The Definitive Collection

Steely Dan

Known for their perfectionism in the recording studio, Steely Dan front men Walter Becker and Donald Fagen also appear to be perfectionists of the greatest hits collection. The Definitive Collection is the group’s fifth such release (not including the box set Citizen Steely Dan), and generally covers the same ground as its precursors. We’re given the predictable selection of radio and cult hits, including “Do It Again,” “Bodhisattva,” “Kid Charlemagne,” and the title song from the film FM. The album has mainly served to promote the group’s recent summer tour, and to highlight their last two studio recordings (albeit with only one song from each).

So this release is more a redundant retread than a “definitive collection,” like Steely Dan itself is more a generous duo than a consistent band.
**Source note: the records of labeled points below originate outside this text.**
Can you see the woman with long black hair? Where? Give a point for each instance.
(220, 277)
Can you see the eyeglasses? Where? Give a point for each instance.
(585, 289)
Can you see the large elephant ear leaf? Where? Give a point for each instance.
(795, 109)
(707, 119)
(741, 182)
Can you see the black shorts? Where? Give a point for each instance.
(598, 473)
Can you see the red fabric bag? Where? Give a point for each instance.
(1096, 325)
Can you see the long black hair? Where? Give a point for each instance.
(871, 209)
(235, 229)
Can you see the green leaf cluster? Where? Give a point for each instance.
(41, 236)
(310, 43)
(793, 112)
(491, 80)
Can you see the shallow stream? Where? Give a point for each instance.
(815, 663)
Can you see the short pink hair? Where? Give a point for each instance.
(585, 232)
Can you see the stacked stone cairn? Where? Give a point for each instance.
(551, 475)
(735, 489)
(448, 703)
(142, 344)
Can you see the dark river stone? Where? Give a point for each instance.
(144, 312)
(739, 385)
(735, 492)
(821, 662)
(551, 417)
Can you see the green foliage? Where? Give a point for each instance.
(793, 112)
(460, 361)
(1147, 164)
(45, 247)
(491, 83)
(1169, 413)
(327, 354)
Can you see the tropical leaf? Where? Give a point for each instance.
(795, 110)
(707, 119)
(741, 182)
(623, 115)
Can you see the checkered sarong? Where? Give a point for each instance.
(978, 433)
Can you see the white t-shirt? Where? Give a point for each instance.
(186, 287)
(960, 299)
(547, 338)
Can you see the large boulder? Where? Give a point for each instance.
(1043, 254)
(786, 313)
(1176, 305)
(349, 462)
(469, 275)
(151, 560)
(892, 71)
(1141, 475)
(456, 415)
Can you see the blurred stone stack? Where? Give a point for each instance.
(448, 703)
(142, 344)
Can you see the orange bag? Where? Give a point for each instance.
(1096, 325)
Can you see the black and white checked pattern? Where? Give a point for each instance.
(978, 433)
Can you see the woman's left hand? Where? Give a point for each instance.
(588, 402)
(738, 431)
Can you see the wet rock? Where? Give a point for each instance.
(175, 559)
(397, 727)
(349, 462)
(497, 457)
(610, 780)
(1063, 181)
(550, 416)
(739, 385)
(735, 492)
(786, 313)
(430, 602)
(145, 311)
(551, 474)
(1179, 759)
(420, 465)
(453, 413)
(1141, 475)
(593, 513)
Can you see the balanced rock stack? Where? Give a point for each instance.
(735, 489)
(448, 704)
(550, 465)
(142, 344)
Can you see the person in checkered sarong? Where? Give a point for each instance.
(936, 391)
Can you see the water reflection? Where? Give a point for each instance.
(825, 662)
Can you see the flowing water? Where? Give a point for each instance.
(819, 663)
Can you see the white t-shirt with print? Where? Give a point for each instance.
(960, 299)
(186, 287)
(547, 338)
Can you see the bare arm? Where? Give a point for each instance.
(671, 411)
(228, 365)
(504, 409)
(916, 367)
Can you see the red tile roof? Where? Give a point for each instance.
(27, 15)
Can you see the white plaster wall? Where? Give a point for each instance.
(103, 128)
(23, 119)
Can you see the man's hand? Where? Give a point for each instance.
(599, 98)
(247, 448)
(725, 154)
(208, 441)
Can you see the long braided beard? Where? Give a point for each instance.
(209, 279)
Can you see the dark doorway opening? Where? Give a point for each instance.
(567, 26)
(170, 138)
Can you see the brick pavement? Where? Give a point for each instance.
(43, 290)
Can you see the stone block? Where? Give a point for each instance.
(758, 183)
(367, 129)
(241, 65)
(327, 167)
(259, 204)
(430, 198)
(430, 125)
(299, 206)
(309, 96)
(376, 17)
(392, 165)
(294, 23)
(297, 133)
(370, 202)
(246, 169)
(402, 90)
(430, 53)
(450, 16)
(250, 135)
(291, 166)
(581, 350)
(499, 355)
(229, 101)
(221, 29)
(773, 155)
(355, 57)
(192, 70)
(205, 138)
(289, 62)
Becker and Fagen — dubbed “Starkweather and Manson” in their days as backup musicians — established the eccentric rock-fusion outfit as their own vehicle, with others invited along for the ride. Their career and works all hinge on some degree of irony — be it their pop styling colored with a disdainful view of mainstream sensibilities, or a career-spanning collection that accounts for a 20-year hiatus.

Of course, the two have always been too smart and cynical for the pop music scene they slyly infiltrated. Their agreeable melodies often mask layers of tireless and eccentric musicianship, provided at times by such esteemed jazz players as Wayne Shorter, Tom Scott and Steve Gadd. Their lyrics brim with obscure references and often echo their disillusionment with success. As the song “Deacon Blues” waxes on the youthful vision of musical immortality, it inserts the deflated plea, “I want a name when I lose.” Even behind the MOR leanings of the hit “Hey Nineteen” lurks the duo’s lament of losing touch with a culture in slow decay.

The tracks here have been digitally remastered and all are well deserving of such treatment. All told, however, The Definitive Collection feels like a frivolous reminiscence of a group hopefully many years away from its final bow. This could be seen as a shrewd marketing ploy from Geffen Records, but I’d like to see the superfluity of this release as Steely Dan’s comment on the inevitable excess of the industry they have begrudgingly endured. Why expect any less from a group named after a dildo?